This study aimed to investigate the clinical efficacy of using broadband white light (BWL) to observe morphologic appearance, narrow-band imaging (NBI) to observe intraepithelial microvasculature, and both BWL and NBI for the detection of high-grade dysplasia and carcinoma in oral leukoplakia. Among 317 patients (274 males and 43 females; aged 52.4 ± 10.7 years), the odds ratio (95% confidence interval) for detecting high-grade dysplasia and carcinomatous lesions based on morphologic appearances of BWL, and microvasculature patterns of NBI, were 39.12 (9.33–64.10), and 97.16 (38.19–247.21), respectively, which were significantly better than BWL ( p < 1 × 10 −15 ). The sensitivity, specificity, positive and negative predictive values, and accuracy of use of traditional BWL classification, NBI classification, and combined BWL and NBI classification for detecting high-grade dysplasia and carcinomatous lesions were 96.30, 60.08, 33.12, 98.75, 66.25, 39.92, and 3.70%; 87.04, 93.54, 73.44, 97.23, and 92.43%; and 100.00, 60.08, 33.96, 100.00, and 66.88%, respectively. In conclusion, the diagnostic accuracy by NBI classification of oral leukoplakia based on the intraepithelial microvasculature patterns is significantly better than BWL indicating that NBI is a promising non-invasive tool in detecting high-grade dysplasia and carcinomatous lesions in oral leukoplakia.

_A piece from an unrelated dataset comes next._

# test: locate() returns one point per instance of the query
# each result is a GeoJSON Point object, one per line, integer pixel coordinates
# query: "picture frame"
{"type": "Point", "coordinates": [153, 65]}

Clinically oral leukoplakia is divided into homogeneous and non-homogeneous types, with the latter further subdivided into speckled, nodular, and verrucous types based on the outer appearance. This traditional classification based on the outer morphologic appearance of oral leukoplakia is a major indicator of carcinoma and epithelial dysplasia. The rate of occurrence of dysplastic change and carcinoma is higher in non-homogeneous leukoplakia, but epithelial dysplasia or carcinomatous changes do occur in homogeneous leukoplakia. Since the presence of dysplastic areas in the epithelium of the upper aerodigestive tract is thought to be associated with a high likelihood of progression to cancer, identification of dysplastic lesions in oral leukoplakia is an important issue. Previous reports have revealed high-grade dysplasia to be a critical risk factor related to the malignant changes of leukoplakia. Thus, detecting high-grade dysplasia, carcinoma in situ, and invasive carcinoma (HGD/Tis/CA) within whitish patch lesions is important for further surgical intervention and prognosis.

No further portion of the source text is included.